HeteroJIVE: Joint Subspace Estimation for Heterogeneous Multi-View Data
Jingyang Li, Zhongyuan Lyu
TL;DR
HeteroJIVE advances joint subspace estimation for heterogeneous multi-view data by introducing a weighted AJIVE-type framework that down-weights low-SNR views. It provides a rigorous theory separating statistical and structural heterogeneity, proving improved rates (including $O(K^{-1/2})$) under mild geometric conditions and offering an oracle-optimal and data-driven weighting scheme. Empirical studies demonstrate substantial practical gains over AJIVE and Stack-SVD, including a TCGA-BRCA multi-omics application with improved downstream clustering. The work thus delivers algorithmic, theoretical, and empirical advances for robust, scalable integration of heterogeneous multi-view data.
Abstract
Many modern datasets consist of multiple related matrices measured on a common set of units, where the goal is to recover the shared low-dimensional subspace.
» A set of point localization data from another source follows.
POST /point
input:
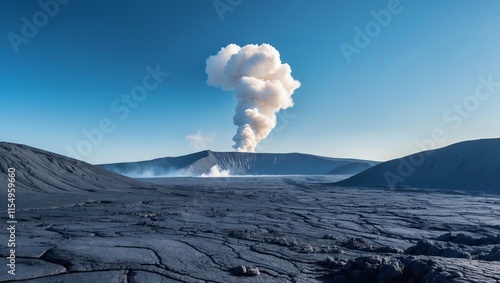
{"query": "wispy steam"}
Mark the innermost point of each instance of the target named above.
(215, 171)
(262, 84)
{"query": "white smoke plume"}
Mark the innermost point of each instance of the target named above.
(262, 84)
(215, 171)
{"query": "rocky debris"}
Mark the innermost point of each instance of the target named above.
(494, 255)
(277, 226)
(242, 270)
(361, 244)
(283, 240)
(470, 240)
(433, 248)
(388, 269)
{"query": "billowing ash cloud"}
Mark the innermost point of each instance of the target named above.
(262, 84)
(215, 171)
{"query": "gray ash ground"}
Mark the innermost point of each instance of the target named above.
(267, 229)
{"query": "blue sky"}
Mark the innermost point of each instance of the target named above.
(385, 103)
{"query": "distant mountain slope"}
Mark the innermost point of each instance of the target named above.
(471, 165)
(240, 163)
(42, 171)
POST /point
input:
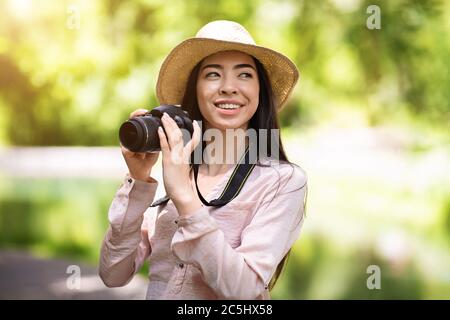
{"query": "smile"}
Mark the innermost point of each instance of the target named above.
(227, 106)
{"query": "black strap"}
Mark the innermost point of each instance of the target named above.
(234, 185)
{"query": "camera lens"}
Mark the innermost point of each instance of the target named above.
(140, 134)
(130, 135)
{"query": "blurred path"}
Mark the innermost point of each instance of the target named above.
(23, 276)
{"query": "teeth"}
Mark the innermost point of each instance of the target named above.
(227, 106)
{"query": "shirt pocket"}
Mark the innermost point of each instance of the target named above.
(233, 218)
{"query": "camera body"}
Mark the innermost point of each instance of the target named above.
(140, 134)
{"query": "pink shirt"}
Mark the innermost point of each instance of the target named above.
(229, 252)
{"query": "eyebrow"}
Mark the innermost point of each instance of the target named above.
(238, 66)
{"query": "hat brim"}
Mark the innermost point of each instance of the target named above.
(180, 62)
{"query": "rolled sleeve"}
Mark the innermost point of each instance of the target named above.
(125, 246)
(244, 272)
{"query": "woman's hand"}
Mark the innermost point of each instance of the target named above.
(139, 164)
(175, 163)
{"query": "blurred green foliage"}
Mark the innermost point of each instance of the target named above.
(75, 67)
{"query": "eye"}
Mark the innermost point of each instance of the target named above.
(246, 75)
(212, 74)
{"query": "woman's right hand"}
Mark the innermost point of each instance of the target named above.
(139, 164)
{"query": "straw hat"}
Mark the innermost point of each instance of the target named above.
(219, 36)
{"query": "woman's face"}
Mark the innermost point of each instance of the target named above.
(228, 90)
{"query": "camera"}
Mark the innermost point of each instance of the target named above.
(140, 134)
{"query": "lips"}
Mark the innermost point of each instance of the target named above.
(228, 104)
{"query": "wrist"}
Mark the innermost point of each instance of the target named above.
(145, 178)
(187, 204)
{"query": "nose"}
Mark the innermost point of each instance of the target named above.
(228, 86)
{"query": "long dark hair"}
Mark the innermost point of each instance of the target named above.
(265, 117)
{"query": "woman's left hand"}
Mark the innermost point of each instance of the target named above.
(175, 162)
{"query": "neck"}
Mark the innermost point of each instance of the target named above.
(224, 151)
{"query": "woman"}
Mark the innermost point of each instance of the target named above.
(196, 251)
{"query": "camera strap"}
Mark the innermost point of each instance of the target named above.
(234, 185)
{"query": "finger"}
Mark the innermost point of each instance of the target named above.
(138, 112)
(174, 134)
(196, 137)
(164, 143)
While the Angle-based Joint and Individual Variation Explained (AJIVE) framework provides a solution, it relies on equal-weight aggregation, which can be strictly suboptimal when views exhibit significant statistical heterogeneity (arising from varying SNR and dimensions) and structural heterogeneity (arising from individual components). In this paper, we propose HeteroJIVE, a weighted two-stage spectral algorithm tailored to such heterogeneity. Theoretically, we first revisit the ``non-diminishing" error barrier with respect to the number of views $K$ identified in recent literature for the equal-weight case. We demonstrate that this barrier is not universal: under generic geometric conditions, the bias term vanishes and our estimator achieves the $O(K^{-1/2})$ rate without the need for iterative refinement. Extending this to the general-weight case, we establish error bounds that explicitly disentangle the two layers of heterogeneity. Based on this, we derive an oracle-optimal weighting scheme implemented via a data-driven procedure. Extensive simulations corroborate our theoretical findings, and an application to TCGA-BRCA multi-omics data validates the superiority of HeteroJIVE in practice.